Foto: Das Kraftwerk Wiesberg am Zusammenfluss von Rosanna und Trisanna legt auch im Jahr 2014 die Quellflüsse der Sanna praktisch vollständig trocken. Direkt im Anschluss an dieses Kraftwerk soll die neue Ableitung errichtet werden.

Ja, das tut es. Denn die Sanna ist es mehr als ein ein in aufgeschichtete Uferblöcke gezwängte Abflussrinne von Galtür, Ischgl und Sankt Anton. Die Sanna ist für meine Generation die Seele der Tiroler Flusslandschaft. Dieses Attribut gilt nicht dem Pitzbach, der schwer verblockt und steil durchs enge Waldtal schießt. Auch nicht der legendären Ötztaler Ache mit ihren vielfältigen Abschnitten mit hoher bis extremer Schwierigkeit.
Die Seele ist die Sanna …

… weil seit Generationen deutsche Kanuclubs die Region Landeck ansteuern, um sich mit Freude in die Wellen zu werfen, den Pianner Schwall zu überleben (notfalls durch Umtragen) und am Ausstieg ein kühles Helles zu zischen.

… weil kaum ein Fluss Tirols so wassersicher ist und den Paddlern von Mai bis Oktober die ganze Palette (nahezu) natürlicher Pegelschwankungen beschert.
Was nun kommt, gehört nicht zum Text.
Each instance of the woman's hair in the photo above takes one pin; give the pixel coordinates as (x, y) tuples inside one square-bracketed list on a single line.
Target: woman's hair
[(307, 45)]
… weil auf keinem Fluss Tirols das Motto »Second Run, double Fun!« wahrer ist.

… sich auf keinem anderen Fluss der Region auf so kurzer Strecke so viele Spielstellen finden. Nicht umsonst widmete das KanuMagazin dem Fluss schon 1997 den ersten Spielbootguide mit genauer Anweisung »how to shred«.

… weil ich mir (und jetzt wird's persönlich) 1997 am Schiefen Eck meinen ersten Vierer erpaddelt habe, nach vergeigter Kehrwasserfahrt doch geschwommen bin und tränenüberströmt um einen zweiten Versuch bat (der mir verwehrt wurde).

… weil das Sport Camp Tirol am Ausstieg noch vor Crazy Eddy's Zeiten der Paddlertreffpunkt Tirols für ganz Europa war (wo trifft man heute überhaupt noch Großbritanniens Paddler?) und Tausende Paddler am Landecker Hausbach den Einstieg ins österreichische Wildwasser fanden.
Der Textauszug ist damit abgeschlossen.